その日は曇天で、夜からは雨が降ると天気予報で言っていた。

そんな日の出来事。



『銀、時』



いつものようにジャンプを読んでいた。

そうしたら、茜が遠慮がちに俺の名前を呼んだ。


ジャンプから顔を上げる。

ソファの背もたれの向こうに、茜は立っていた。

それも、困ったような顔をして。



「どうした?」

『あの、さ。

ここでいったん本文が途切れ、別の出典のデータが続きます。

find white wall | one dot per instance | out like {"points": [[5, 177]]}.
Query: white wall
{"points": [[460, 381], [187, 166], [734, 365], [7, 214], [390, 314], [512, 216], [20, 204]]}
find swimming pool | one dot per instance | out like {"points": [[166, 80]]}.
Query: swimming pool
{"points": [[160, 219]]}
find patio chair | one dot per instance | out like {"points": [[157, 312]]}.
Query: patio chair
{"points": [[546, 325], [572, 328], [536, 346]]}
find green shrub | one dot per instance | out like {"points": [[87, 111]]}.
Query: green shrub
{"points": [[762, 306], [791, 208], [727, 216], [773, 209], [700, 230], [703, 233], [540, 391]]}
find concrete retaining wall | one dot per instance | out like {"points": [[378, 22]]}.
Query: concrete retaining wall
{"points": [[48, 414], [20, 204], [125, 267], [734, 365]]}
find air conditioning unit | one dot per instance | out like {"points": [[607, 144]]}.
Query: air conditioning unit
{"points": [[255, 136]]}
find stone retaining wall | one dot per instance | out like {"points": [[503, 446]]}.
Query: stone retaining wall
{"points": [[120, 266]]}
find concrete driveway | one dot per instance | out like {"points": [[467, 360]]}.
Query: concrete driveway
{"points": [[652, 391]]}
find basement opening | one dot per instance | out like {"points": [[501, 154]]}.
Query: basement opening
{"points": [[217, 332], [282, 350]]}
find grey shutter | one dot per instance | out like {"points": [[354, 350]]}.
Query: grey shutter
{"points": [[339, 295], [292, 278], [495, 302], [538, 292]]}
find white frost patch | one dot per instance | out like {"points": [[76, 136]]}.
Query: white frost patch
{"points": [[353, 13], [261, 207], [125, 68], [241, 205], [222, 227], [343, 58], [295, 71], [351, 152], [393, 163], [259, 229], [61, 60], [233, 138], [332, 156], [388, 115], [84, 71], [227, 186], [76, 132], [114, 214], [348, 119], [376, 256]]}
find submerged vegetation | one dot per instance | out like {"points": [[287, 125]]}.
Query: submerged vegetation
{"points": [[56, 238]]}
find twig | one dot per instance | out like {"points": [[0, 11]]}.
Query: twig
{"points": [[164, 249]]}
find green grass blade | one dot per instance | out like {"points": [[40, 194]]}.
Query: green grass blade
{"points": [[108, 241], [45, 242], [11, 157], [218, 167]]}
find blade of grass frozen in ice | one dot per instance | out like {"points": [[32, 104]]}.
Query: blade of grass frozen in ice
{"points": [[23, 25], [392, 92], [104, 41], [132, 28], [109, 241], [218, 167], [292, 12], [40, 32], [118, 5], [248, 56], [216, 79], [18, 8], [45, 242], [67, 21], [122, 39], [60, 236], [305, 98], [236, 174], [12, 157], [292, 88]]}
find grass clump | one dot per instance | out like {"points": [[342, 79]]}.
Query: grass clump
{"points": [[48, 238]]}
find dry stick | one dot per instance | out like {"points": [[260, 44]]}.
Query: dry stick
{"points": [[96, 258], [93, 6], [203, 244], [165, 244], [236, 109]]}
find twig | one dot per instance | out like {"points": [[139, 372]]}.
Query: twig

一つだけ、訊いてもいい?』

「あァ」



俺がソファから起き上がって、ジャンプをテーブルの上に置く。


茜は俺の左側に座った。

ソファに座ってから少しの間、茜は俯いたままだった。



『好きって、どーゆーモンなん?……likeじゃなくて、loveの方』



俯いたまま、茜は口を開いた。


好き、か……。

好きって、どういうモンなんだ?



「なんつーか……相手の声が聴ける、顔が見れるだけで幸せんなったり、会いてェとか声聴きてェとか思ったりすること、なんじゃねーの?」



“好き”なんて、どう言葉にしたらいいかわかんねェ。

形のない感情……ってヤツだし。

どういうものなのか、俺にもイマイチわからねェ。


そっか、と茜は言う。

少ししてから、おおきにな、と俺に礼を告げる。

礼を告げるとすぐにどっかに行っちまった。



「……茜?」



茜が行っちまった方に向かって、俺は呟く。


やっぱり茜、なんか変だ。

どっか元気ないっつーか、いつもの笑顔がねェ。

何があったか訊いてみても、なんでもねェって言われたし……。


俺はソファに寝転ぶ。

ジャンプの適当なページを開いて、顔の上に乗せた。

その状態で、色々考えを巡らせてみた。

だけど、何もわからなくて。


結局その日は、夕食のときしか茜を見ないまま、一日が終わった。


今夜はなにかあると、何故かふと思った。

だから和室には行かずに、ソファの上で寝てるフリをしていた。

そしたら聞こえた、物音。

そっとリビングの扉を開けると、玄関には茜。



「何処行くんだ?」

『ぎん、とき、』



振り返った茜は、酷く驚いた顔をしていた。

でもそれ以上に、哀しそうな顔をしていた。


すっげー辛そうな表情で俺を見上げてて……。

俺は見ていられなくて、思わず茜を抱きしめた。



『ごめん、銀時、あたし、』

「何処にも行くなっつったの、茜だろ?」

『……ごめ、ん』

「捨てるなって、ずっと傍にいてくれって、言ったの茜だろ?」



抱きしめてる茜の小さな肩が、震えていた。

ゆっくりと、茜が俺の背中に手を回したのがわかった。



『ごめん、なさい……っ』



背中に回した手で俺の服をぎゅっと握ると、茜は言った。

その手もその声も、震えていたように思う。




真実はきっと、何処かにある。

俺はそれを、ただ手探りで今探してる。